Numerik follows a clear rule:

  • isValid() and validate()never throw. They always return a value.
  • parse()throws a ValidationException subclass on invalid input.
  • tryParse()never throws. Returns null on failure.

All three methods live on the same identifier class (e.g. PeselIdentifier). There is no separate parser class — validation and parsing are a single unified concern.
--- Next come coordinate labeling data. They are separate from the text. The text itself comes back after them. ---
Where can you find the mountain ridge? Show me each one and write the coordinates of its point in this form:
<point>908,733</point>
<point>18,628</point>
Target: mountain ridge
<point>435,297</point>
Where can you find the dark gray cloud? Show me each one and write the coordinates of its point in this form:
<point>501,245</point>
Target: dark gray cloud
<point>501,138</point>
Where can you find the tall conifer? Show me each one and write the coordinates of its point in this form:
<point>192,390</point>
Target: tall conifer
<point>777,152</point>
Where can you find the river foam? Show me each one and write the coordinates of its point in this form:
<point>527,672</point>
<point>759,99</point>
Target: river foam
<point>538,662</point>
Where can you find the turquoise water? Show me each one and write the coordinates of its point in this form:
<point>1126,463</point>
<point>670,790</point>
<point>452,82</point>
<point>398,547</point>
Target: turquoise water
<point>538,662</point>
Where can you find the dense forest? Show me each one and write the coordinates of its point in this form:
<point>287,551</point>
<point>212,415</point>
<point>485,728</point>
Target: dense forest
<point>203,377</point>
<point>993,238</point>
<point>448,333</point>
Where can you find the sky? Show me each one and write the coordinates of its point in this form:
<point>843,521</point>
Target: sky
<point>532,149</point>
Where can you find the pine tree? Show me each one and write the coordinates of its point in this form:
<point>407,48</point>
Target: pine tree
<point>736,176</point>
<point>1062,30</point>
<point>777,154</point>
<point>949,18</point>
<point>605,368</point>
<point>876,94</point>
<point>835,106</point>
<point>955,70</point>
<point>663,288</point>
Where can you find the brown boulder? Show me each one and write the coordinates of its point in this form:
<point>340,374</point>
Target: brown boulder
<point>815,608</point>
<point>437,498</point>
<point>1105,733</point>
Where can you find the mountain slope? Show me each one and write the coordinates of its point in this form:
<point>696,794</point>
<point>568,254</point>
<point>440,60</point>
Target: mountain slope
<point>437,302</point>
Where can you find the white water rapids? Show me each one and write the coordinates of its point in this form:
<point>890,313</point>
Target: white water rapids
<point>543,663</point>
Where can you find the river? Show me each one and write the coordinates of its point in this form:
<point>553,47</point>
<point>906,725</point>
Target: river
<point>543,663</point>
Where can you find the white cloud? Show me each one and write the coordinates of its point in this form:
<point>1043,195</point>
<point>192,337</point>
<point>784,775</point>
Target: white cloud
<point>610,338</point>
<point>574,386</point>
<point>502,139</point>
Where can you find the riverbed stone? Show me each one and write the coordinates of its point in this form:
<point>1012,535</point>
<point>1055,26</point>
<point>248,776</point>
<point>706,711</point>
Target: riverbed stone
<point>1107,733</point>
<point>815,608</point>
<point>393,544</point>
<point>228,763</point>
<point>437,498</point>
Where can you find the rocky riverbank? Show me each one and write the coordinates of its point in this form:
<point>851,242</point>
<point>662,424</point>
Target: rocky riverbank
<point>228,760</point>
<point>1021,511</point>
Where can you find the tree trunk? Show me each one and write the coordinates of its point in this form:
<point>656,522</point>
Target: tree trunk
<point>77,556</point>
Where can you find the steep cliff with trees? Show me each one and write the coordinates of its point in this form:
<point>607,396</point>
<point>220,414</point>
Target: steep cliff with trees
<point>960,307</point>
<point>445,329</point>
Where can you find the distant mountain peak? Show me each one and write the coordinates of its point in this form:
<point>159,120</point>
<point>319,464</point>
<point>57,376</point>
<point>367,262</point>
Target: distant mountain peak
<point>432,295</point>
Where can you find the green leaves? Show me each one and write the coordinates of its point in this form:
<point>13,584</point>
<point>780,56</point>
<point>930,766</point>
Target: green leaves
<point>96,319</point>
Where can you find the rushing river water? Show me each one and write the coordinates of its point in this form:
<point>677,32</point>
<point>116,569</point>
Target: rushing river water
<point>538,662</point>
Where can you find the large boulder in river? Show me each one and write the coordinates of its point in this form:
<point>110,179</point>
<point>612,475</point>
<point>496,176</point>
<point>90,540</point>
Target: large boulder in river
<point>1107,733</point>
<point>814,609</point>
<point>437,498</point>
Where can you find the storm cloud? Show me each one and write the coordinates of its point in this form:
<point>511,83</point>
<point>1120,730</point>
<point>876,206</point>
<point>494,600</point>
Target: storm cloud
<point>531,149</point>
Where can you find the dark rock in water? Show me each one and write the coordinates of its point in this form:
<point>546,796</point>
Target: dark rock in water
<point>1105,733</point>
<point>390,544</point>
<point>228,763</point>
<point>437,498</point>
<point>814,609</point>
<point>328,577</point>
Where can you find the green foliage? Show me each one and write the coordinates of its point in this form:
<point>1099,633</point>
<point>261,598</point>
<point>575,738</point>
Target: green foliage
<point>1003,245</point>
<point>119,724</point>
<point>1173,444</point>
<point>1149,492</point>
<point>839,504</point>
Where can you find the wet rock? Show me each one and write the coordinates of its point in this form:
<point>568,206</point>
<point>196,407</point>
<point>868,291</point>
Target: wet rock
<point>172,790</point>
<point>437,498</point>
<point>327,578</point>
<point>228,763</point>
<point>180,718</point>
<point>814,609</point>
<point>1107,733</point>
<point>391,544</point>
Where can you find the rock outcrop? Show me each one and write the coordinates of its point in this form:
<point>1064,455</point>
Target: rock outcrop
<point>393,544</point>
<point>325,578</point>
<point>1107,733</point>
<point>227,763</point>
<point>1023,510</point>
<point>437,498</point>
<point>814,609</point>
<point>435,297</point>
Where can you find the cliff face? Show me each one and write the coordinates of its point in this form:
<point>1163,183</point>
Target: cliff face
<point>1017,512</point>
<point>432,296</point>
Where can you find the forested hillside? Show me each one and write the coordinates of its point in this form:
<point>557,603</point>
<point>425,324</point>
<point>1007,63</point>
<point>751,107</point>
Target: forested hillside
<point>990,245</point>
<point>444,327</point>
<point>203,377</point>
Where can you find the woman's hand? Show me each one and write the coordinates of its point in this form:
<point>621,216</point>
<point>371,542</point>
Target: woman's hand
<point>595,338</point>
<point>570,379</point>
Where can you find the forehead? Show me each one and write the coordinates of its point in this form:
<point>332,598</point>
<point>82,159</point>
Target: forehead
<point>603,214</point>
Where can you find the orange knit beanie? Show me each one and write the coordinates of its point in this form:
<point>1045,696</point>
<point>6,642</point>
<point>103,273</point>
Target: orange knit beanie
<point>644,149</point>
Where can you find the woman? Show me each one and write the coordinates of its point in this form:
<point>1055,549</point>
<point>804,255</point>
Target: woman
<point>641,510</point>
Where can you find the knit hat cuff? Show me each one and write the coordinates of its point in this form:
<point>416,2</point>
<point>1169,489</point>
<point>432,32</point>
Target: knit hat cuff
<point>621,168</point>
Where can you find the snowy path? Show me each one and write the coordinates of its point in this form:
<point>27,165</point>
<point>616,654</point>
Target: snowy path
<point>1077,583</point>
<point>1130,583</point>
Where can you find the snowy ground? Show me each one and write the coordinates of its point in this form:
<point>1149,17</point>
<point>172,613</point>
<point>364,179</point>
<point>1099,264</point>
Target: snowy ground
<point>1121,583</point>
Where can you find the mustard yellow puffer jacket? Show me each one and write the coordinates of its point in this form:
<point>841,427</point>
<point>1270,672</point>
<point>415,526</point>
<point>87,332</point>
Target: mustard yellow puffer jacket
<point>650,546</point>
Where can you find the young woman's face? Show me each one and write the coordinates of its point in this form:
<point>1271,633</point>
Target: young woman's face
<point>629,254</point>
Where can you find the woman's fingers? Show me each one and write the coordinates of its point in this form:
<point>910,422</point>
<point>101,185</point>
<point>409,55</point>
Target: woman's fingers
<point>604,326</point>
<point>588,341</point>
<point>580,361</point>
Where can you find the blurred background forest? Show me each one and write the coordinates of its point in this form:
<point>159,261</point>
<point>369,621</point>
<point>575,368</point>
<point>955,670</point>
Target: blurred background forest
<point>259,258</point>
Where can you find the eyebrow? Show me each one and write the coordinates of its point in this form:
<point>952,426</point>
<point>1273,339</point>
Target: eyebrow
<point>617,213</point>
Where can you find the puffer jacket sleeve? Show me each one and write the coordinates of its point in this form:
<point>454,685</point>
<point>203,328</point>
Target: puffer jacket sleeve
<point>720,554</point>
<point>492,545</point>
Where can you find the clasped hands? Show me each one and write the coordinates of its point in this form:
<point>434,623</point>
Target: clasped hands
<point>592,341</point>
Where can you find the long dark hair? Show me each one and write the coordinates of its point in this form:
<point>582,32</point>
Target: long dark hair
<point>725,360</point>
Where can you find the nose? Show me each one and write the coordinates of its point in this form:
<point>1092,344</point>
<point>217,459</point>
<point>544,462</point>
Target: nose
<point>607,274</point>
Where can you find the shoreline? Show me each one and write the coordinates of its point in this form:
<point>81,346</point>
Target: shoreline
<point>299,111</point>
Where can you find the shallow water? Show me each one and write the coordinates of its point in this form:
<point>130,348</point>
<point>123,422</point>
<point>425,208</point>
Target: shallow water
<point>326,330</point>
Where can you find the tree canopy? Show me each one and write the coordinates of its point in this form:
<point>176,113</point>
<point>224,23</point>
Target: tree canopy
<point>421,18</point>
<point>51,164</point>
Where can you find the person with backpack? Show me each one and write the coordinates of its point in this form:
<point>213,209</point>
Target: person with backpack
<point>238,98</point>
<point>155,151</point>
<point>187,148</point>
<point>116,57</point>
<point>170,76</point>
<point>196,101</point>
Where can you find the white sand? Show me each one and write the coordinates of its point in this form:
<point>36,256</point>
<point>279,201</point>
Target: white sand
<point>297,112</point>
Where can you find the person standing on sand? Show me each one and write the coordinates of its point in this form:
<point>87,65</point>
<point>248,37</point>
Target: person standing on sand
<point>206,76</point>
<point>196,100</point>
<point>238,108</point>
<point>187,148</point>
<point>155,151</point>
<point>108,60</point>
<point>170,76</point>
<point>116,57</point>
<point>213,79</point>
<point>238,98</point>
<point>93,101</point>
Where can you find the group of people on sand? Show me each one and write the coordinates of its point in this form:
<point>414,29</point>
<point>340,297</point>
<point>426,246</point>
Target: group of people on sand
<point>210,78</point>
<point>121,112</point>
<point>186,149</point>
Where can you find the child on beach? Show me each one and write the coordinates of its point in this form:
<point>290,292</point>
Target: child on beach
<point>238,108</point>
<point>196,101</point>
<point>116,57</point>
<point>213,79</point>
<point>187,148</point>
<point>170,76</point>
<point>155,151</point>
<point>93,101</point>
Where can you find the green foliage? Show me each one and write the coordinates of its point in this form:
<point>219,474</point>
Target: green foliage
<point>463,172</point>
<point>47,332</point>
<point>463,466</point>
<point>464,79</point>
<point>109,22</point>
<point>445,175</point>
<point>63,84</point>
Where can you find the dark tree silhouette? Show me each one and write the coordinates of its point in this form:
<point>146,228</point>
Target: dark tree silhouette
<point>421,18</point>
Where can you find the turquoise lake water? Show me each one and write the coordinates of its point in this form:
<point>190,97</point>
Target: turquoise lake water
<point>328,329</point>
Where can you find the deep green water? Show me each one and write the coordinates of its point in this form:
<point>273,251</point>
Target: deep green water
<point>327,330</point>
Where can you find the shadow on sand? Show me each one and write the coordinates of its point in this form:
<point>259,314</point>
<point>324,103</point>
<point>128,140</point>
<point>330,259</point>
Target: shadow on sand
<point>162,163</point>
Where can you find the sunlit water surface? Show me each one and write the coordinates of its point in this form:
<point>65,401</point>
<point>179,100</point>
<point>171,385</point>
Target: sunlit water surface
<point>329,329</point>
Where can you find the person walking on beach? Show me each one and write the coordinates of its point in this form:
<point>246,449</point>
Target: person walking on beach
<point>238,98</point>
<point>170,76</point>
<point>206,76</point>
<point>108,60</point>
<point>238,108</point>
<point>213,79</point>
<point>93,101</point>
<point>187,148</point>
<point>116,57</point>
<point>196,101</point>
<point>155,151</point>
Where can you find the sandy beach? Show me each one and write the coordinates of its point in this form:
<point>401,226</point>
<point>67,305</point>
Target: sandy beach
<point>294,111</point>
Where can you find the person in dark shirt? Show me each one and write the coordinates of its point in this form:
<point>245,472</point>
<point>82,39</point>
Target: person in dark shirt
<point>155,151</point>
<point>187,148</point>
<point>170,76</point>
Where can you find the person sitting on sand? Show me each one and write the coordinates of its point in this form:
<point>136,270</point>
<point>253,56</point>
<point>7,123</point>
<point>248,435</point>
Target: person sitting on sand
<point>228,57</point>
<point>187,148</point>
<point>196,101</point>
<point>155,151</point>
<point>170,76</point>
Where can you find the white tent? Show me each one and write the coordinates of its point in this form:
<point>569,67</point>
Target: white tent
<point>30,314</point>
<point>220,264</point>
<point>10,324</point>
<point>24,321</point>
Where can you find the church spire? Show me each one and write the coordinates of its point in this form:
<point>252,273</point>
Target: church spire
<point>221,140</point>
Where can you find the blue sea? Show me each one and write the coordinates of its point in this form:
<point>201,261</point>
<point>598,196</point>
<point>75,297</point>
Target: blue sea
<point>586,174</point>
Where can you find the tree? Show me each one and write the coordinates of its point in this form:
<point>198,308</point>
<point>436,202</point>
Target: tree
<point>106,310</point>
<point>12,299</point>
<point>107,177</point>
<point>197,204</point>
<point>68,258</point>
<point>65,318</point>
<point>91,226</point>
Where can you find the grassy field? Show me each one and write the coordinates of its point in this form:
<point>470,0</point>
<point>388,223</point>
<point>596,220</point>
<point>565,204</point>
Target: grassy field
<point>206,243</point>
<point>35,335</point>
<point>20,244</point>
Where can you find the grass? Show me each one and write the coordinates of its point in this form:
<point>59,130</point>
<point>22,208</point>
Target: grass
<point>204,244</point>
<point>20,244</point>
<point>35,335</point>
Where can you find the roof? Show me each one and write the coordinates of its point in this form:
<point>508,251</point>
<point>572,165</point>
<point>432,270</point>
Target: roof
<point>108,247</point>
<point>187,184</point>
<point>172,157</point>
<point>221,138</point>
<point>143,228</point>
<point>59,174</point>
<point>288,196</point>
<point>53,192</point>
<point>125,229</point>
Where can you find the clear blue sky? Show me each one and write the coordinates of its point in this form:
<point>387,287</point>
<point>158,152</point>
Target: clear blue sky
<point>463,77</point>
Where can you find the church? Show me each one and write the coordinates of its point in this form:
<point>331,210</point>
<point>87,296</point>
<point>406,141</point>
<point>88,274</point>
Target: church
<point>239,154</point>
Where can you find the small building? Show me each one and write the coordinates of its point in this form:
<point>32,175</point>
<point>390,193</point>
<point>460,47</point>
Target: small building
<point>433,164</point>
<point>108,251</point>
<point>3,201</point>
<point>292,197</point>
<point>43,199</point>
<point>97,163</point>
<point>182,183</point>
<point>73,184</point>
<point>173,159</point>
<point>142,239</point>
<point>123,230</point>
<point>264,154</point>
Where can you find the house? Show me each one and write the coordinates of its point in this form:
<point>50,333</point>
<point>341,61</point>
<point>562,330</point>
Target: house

All exceptions extend SlashLab\Numerik\Exceptions\ValidationException, which itself extends \RuntimeException.

\RuntimeException
└── ValidationException
├── InvalidFormatException — wrong length or invalid characters
├── InvalidChecksumException — checksum digit mismatch
└── InvalidDateException — impossible date encoded inside the identifier

All exception classes live in the SlashLab\Numerik\Exceptions namespace.

ExceptionThrown when
InvalidFormatExceptionInput length is wrong, unexpected characters are present, or a structural rule is violated (e.g. NIP tax office 000).
InvalidChecksumExceptionThe checksum digit does not match the computed value.
InvalidDateExceptionThe date encoded inside a PESEL is impossible (invalid month, non-existent calendar date, or birth date in the future).
use SlashLab\Numerik\Numerik;
use SlashLab\Numerik\Exceptions\ValidationException;
use SlashLab\Numerik\Exceptions\InvalidFormatException;
use SlashLab\Numerik\Exceptions\InvalidChecksumException;
use SlashLab\Numerik\Exceptions\InvalidDateException;
// Catch any validation failure
try {
$pesel = Numerik::pesel()->parse($input);
} catch (ValidationException $e) {
// handle any parse failure
echo $e->getMessage();
}
// Catch specific failures
try {
$pesel = Numerik::pesel()->parse($input);
} catch (InvalidFormatException $e) {
// wrong length or characters
} catch (InvalidChecksumException $e) {
// checksum mismatch
} catch (InvalidDateException $e) {
// impossible birth date encoded inside
}

Use parse() when:

  • You need the value object’s extracted data.
  • You prefer the exception-based control flow (e.g. inside a service that already has a catch block).

Use tryParse() when:

  • You need the value object, but you want null instead of an exception on bad input.
  • You are in a context where throwing would be inconvenient (e.g. inside a loop or a data import pipeline).
// Exception-based — throws on invalid input
$pesel = Numerik::pesel()->parse($input);
// Null-based — returns null on invalid input
$pesel = Numerik::pesel()->tryParse($input);
if ($pesel === null) {
// handle invalid input
}

All identifier classes accept a strict constructor parameter (default true). In strict mode, inputs that pass every algorithmic check but are semantically suspicious — such as all-same-digit patterns — are rejected with ValidationFailureReason::AllSameDigit.

// Strict mode on (default) — rejects suspicious-but-valid inputs
Numerik::pesel()->validate('11111111111'); // fails: AllSameDigit
// Strict mode off — accepts anything structurally and algorithmically valid
Numerik::pesel(strict: false)->validate('11111111111'); // passes

Turn strict mode off when processing legacy data that may contain placeholder values, or when you want to distinguish “structurally invalid” from “algorithmically valid but suspicious” in a data quality pipeline.

All identifier methods reject inputs over 32 characters immediately before any processing. This prevents potential DoS via very large strings.